9:55PM. With beer and words in my head, but a lack of energy from day. A day which has been, with any high level of critical impulse, flawless. I mean, today was and still is proving to be perfect. My lecture tonight, energized and multiform. But now, I’m winding down, much I don’t want to. With night’s cap, a Lagunitas, and one of the small windows just by the stairway open, all the cool evening air (and it is surprisingly cool on the other side of that door) in. Don’t feel the usual wind strokes that I mention in morning writings, but I’m eased.
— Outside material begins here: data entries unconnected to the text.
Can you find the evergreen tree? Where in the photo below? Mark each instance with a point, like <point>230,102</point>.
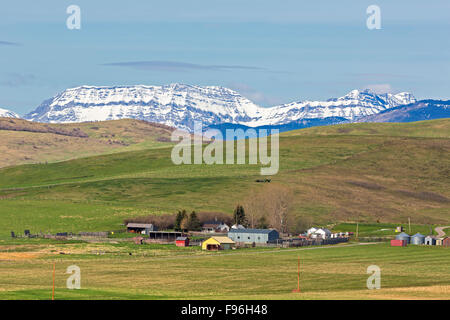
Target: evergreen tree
<point>239,215</point>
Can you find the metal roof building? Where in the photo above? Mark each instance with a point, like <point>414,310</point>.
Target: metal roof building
<point>403,236</point>
<point>254,235</point>
<point>430,241</point>
<point>417,239</point>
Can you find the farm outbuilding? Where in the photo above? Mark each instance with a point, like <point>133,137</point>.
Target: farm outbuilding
<point>430,241</point>
<point>311,231</point>
<point>217,243</point>
<point>215,226</point>
<point>398,243</point>
<point>417,239</point>
<point>254,235</point>
<point>182,242</point>
<point>403,236</point>
<point>142,228</point>
<point>322,233</point>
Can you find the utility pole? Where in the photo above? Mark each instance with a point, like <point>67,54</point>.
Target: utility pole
<point>409,223</point>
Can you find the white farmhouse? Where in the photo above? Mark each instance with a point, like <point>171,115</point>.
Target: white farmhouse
<point>321,233</point>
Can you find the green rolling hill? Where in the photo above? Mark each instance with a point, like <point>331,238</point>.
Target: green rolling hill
<point>367,172</point>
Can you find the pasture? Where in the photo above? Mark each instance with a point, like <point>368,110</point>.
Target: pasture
<point>108,271</point>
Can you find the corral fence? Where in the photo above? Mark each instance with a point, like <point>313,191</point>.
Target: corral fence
<point>289,243</point>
Not expecting tomorrow to have quite the awesome roar of today, but I do want to mimic certain facets and qualities— Goddamn train keeps honking its fucking horn. Better not wake my babies. I sip the Sumpin’ to calm me. Where am I going with my writing tonight? What do I want to say? Wanted to write a 500-word piece about running and what it does for me, how it’s the ‘IT’ that Sal and Dean sought but never truly reached, and how running acquires for me certain settings and emboldenments that writing doesn’t. Running confirms I’m alive and going somewhere, feeling something in a way writing can’t. Don’t mistake— writing is my master passion, above all (except family). Running gives me something to write about, something to write from, much the reason I opened this beer. Celebrate this perfect day, my 13.1 miles. Started with the decision to run a half-marathon. Which I did. And in admirable, or at least respectable, time. Feel myself getting tired, but I won’t let myself stop. But I keep going for what? I don’t know… enjoy a freewrite. Why not? I write like I run and run like I write. Tirelessly.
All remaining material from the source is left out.